Proponents claim that "Beyond the Bottle" will help Brown to become truly sustainable. This is particularly important in the case of siege or nuclear fallout, since we'll be entirely cut off from the vestiges of civilization and would have to fend for ourselves — though ironically, in the worst-case scenario, necessitating true sustainability, the water tables would be polluted and all we would be able to drink would be bottled water.
In the long run, reducing our dependency on bottled products is better for the environment. Exhaust from delivery trucks, garbage from thrown-away bottles and the pollution from factories manufacturing them all take a toll on our increasingly fragile environment. I suppose my relationship with bottled water could deal with a drawdown in forces, despite my determination to recycle every bottle I use.
But I don't see how this could improve sustainability overall, as it makes Brown an island of "Hydration Stations" in a sea of bottled water culture. Brown is not a closed system; every day there is some sort of event on campus, and some (including Commencement every May) draw thousands of visitors to College Hill. It would be ludicrous to assume that every one of these visitors is going to have a reusable bottle. So they encounter the "Hydration Station," and what do they do with it? It would be like thousands of Ancyent Marineres wandering around Riming.
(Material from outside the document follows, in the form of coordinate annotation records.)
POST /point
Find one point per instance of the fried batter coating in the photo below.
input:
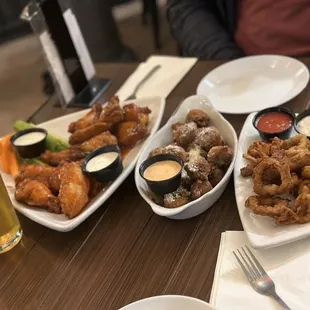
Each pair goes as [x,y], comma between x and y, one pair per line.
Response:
[172,149]
[184,134]
[89,119]
[199,188]
[129,133]
[197,167]
[220,155]
[199,117]
[49,176]
[305,172]
[103,139]
[177,199]
[55,158]
[74,189]
[272,189]
[37,194]
[208,137]
[136,114]
[216,175]
[81,135]
[186,181]
[271,206]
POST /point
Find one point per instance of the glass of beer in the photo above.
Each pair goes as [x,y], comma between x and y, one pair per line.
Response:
[10,230]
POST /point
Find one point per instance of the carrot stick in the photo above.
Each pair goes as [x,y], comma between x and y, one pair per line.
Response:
[5,154]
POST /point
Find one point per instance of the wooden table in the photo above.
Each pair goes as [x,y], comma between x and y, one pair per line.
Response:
[123,252]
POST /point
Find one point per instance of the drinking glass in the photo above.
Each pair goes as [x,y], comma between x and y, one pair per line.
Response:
[10,230]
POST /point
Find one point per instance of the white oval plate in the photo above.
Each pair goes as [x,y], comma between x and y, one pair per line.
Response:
[261,231]
[164,137]
[254,83]
[59,126]
[169,302]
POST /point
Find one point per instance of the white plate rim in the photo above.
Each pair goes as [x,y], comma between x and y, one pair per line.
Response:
[296,91]
[271,240]
[73,223]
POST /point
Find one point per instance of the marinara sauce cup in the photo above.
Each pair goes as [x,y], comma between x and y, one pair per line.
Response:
[274,122]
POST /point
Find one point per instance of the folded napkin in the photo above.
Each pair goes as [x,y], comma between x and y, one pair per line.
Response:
[164,80]
[288,266]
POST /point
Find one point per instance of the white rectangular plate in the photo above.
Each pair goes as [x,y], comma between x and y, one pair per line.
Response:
[262,231]
[59,126]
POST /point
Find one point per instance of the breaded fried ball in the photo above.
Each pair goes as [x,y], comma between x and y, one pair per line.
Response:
[216,175]
[199,188]
[220,155]
[172,149]
[176,199]
[184,134]
[197,167]
[186,181]
[199,117]
[208,137]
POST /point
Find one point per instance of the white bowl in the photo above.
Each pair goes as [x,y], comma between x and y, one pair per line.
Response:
[169,302]
[164,137]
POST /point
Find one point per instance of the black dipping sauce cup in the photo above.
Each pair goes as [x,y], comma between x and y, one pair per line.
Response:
[165,186]
[299,117]
[109,173]
[30,150]
[284,134]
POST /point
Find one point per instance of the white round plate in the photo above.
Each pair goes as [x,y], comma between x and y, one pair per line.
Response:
[169,302]
[254,83]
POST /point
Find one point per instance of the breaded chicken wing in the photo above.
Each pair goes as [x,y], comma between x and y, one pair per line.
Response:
[137,114]
[37,194]
[55,158]
[98,141]
[81,135]
[89,119]
[74,189]
[112,113]
[129,133]
[49,176]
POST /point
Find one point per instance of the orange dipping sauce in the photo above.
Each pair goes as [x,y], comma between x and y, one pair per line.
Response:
[274,122]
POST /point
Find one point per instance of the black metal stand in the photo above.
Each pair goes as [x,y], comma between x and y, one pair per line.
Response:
[91,93]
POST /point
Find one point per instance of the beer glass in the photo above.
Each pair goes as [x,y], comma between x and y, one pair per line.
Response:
[10,230]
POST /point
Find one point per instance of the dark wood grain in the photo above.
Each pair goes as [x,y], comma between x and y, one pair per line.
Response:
[123,252]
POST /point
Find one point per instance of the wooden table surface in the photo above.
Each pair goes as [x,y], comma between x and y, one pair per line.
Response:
[123,252]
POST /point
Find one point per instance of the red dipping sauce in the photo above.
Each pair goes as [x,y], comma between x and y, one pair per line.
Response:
[274,122]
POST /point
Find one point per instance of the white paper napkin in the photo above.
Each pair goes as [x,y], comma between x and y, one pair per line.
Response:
[172,71]
[288,266]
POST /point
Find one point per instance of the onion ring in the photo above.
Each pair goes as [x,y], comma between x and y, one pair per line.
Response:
[272,189]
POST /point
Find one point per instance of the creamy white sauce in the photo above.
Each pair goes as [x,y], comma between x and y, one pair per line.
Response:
[30,138]
[101,161]
[304,125]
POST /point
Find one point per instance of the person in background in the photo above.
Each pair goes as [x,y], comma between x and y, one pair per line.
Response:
[228,29]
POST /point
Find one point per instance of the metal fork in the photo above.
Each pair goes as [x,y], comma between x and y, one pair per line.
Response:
[257,276]
[133,95]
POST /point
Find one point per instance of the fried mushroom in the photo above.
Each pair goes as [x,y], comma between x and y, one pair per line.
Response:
[199,117]
[199,188]
[220,155]
[176,199]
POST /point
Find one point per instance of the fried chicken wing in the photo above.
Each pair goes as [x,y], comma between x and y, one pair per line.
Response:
[98,141]
[81,135]
[55,158]
[112,113]
[37,194]
[129,133]
[87,120]
[49,176]
[74,189]
[137,114]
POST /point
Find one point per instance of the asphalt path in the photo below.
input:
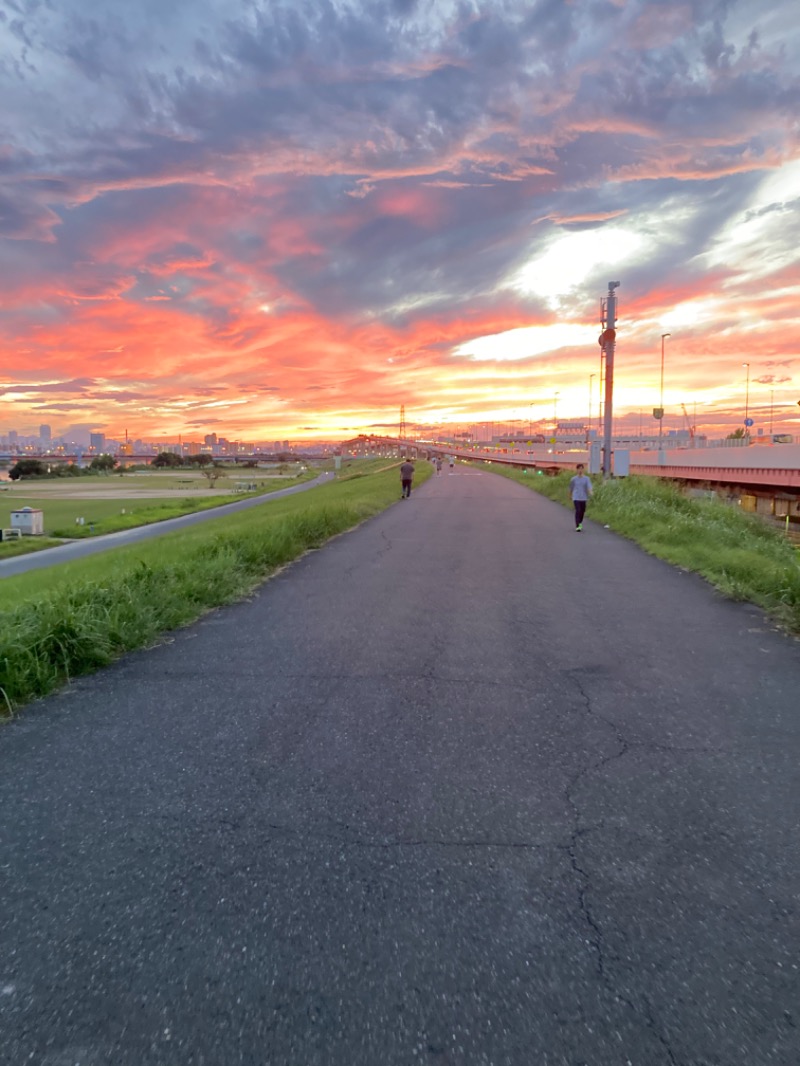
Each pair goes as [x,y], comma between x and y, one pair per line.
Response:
[81,549]
[463,787]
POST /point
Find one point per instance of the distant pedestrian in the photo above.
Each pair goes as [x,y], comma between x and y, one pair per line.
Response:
[406,477]
[580,489]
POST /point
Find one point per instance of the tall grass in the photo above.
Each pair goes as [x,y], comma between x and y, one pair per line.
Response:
[90,613]
[738,553]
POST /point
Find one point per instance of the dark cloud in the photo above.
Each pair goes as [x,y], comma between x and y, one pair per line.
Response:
[225,168]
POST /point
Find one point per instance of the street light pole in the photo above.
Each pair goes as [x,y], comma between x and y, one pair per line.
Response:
[660,402]
[591,378]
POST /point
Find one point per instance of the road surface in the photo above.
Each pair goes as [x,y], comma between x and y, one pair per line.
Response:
[463,787]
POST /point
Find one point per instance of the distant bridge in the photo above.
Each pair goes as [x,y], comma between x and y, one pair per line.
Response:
[760,475]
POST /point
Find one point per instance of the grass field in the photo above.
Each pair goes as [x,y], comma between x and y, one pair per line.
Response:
[124,501]
[76,617]
[738,553]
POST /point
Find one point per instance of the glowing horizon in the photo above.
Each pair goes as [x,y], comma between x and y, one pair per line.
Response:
[402,206]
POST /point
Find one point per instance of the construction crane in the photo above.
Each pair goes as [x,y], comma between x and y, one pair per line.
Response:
[689,426]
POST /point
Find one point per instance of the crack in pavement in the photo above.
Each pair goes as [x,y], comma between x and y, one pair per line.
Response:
[595,939]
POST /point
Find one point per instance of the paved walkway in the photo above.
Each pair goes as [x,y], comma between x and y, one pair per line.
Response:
[462,787]
[81,549]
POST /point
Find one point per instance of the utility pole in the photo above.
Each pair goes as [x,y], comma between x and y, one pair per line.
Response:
[608,343]
[660,417]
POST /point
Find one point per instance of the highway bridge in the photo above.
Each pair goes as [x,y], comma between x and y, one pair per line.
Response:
[147,457]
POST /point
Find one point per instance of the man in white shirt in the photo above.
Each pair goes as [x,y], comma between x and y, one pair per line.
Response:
[580,489]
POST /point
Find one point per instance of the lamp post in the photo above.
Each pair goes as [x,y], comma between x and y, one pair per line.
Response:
[591,378]
[660,402]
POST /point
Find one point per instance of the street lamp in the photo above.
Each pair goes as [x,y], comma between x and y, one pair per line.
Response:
[591,378]
[660,420]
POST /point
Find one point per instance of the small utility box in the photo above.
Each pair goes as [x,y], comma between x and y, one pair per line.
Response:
[29,521]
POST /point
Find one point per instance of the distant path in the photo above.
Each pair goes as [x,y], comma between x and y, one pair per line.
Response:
[80,549]
[462,788]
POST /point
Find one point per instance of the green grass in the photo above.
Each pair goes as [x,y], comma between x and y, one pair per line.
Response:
[738,553]
[76,617]
[110,516]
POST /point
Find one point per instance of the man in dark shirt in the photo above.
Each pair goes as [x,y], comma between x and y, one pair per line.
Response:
[406,475]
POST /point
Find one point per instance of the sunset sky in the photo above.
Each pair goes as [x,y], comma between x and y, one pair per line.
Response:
[284,220]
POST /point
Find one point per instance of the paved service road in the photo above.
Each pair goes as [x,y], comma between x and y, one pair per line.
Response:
[461,788]
[79,549]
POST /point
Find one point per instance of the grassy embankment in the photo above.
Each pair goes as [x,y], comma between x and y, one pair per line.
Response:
[738,553]
[61,506]
[74,618]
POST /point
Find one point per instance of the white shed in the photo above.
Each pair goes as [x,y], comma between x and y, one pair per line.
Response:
[28,520]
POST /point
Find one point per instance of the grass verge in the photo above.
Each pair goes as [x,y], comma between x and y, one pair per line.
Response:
[113,515]
[738,553]
[74,618]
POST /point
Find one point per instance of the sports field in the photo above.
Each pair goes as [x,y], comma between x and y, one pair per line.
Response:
[85,506]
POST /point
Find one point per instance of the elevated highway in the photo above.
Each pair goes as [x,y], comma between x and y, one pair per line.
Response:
[762,479]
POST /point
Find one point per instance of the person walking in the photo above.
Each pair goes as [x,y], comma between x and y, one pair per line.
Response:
[406,475]
[580,489]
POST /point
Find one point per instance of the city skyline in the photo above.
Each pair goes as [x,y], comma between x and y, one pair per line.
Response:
[286,222]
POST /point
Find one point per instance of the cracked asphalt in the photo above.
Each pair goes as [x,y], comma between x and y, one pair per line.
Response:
[460,788]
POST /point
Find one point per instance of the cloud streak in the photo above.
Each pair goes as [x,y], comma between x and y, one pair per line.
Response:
[317,209]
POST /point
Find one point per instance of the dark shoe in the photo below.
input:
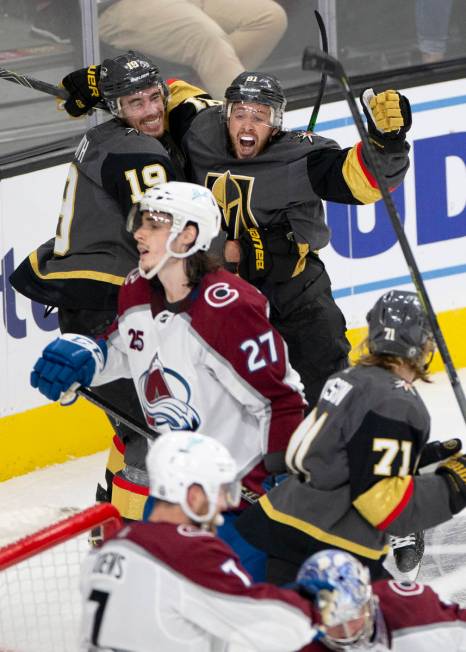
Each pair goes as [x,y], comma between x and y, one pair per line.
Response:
[50,23]
[408,551]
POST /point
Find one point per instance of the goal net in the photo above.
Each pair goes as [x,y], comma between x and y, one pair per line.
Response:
[40,604]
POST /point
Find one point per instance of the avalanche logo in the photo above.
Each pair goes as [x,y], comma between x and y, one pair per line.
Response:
[165,398]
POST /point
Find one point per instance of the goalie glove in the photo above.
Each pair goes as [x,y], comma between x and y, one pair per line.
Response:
[67,360]
[437,451]
[388,118]
[454,472]
[83,87]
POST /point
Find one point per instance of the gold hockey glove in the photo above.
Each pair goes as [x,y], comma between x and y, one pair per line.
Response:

That would just be silly, some may say — Brown would supply cups for them to use with the "Hydration Station." But what kind of cups? Paper? Plastic? Gasp — Styrofoam? Of course these visitors wouldn't be expected to carry their cups, on which they've written their names, around for the duration of their stays at Brown — they'd throw them away and get more whenever they were thirsty.
Change is a huge buzzword right now, and everyone is trying to hop on the transformation bandwagon — even if it's just change for change's sake. Brown will be damned if it gets left behind. But it seems to me that we haven't thought this through. Creating a bottled water-free utopia is short-sighted and infeasible, not to mention a dystopia for Brown visitors. While the intentions are admirable, perhaps Brown shouldn't be so hasty to go "Beyond the Bottle."
Mike Johnson '11 gives a shout-out to "Sammy T" Coleridge.